The idea is that a reader who really doesn't want or need to know the details could go to this paragraph and find out everything they needed to know in order to keep reading the rest of your write-up and have some idea of what is going on.
I.C. Summary of Background Information • The problem domain is the classification of mushrooms as either poisonous/inedible or non-poisonous/edible. • There are 8124 instances in the data set consisting of 22 nominal attributes apiece. • Roughly half of the instances are poisonous and half are non-poisonous.

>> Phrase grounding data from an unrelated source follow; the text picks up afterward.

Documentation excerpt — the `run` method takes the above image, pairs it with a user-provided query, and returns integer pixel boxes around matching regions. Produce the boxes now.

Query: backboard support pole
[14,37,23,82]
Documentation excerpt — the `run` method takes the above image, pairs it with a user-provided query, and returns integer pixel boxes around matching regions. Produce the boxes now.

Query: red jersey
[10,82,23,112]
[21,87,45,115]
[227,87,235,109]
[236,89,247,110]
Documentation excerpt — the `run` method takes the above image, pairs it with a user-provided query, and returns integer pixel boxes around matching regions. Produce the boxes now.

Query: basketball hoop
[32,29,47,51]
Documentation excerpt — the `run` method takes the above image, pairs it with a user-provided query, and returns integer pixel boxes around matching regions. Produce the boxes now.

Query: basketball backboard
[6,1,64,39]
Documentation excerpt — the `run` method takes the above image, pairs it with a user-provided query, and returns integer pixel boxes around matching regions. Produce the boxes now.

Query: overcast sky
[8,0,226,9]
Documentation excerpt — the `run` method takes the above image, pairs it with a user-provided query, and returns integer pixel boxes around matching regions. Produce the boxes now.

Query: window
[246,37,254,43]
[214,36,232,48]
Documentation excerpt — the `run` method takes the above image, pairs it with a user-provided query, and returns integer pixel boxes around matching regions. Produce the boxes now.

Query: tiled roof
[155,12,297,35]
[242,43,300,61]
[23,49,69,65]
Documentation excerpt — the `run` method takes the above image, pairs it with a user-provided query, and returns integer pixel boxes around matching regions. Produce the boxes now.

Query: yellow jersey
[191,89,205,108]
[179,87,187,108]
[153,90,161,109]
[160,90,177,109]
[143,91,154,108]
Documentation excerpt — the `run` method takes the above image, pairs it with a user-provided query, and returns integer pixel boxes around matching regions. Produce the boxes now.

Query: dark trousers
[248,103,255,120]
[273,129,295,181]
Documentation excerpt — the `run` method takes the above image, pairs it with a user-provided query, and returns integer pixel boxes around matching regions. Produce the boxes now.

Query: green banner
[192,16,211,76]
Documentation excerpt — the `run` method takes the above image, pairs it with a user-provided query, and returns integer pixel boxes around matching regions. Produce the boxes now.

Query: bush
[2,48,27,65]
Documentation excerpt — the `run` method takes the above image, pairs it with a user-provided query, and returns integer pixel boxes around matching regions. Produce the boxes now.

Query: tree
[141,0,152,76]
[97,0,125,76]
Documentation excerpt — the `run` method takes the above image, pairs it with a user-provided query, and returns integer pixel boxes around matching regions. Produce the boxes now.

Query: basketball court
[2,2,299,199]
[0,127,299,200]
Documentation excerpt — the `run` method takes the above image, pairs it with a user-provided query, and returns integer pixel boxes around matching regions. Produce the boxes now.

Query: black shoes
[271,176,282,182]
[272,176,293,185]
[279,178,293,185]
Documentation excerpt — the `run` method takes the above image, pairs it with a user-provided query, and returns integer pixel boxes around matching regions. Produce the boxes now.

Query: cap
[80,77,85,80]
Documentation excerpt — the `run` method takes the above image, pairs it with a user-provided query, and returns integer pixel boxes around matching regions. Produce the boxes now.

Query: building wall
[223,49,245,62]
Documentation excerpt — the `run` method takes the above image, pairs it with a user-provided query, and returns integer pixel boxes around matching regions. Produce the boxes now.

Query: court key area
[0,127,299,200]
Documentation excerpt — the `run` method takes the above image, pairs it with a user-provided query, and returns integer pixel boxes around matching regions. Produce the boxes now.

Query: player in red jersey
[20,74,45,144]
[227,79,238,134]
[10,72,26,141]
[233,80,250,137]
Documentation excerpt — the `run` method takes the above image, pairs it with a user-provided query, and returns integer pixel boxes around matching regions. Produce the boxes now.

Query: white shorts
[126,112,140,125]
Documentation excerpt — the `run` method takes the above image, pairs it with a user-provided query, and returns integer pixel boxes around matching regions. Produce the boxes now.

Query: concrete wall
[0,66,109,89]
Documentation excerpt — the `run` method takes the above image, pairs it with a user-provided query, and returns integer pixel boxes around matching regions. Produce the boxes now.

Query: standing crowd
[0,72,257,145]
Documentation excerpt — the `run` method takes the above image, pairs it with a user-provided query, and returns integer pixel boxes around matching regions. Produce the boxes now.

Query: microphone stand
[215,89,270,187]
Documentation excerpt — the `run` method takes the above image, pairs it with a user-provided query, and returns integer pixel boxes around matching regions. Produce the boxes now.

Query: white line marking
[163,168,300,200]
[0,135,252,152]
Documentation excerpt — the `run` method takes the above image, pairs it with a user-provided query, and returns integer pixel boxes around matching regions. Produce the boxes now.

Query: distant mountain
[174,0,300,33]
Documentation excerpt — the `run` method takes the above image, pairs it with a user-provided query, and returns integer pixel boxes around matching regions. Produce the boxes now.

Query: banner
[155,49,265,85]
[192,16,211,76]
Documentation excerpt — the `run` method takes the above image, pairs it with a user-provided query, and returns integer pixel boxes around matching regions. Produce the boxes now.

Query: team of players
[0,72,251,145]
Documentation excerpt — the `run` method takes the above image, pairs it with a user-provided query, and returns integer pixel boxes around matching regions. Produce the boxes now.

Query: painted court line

There are 2480 cases of missing attribute values, all on the same attribute. • As is to be expected with non-original data sets, this set has already been extensively studied. • Other researchers have provided sets of rules they have derived which would serve as benchmarks when considering the results of the application of further data mining algorithms to the data set.
I.D. Screen Shot of Open File • ***What this shows: • The cap-shape attribute is chosen out of the list on the left. • Its different values are given in the table in the upper right. • In the lower right, the Edible attribute is selected from a (hidden) drop down list.
The graph shows the proportion of edible and inedible mushrooms among the instances containing different values of cap-shape.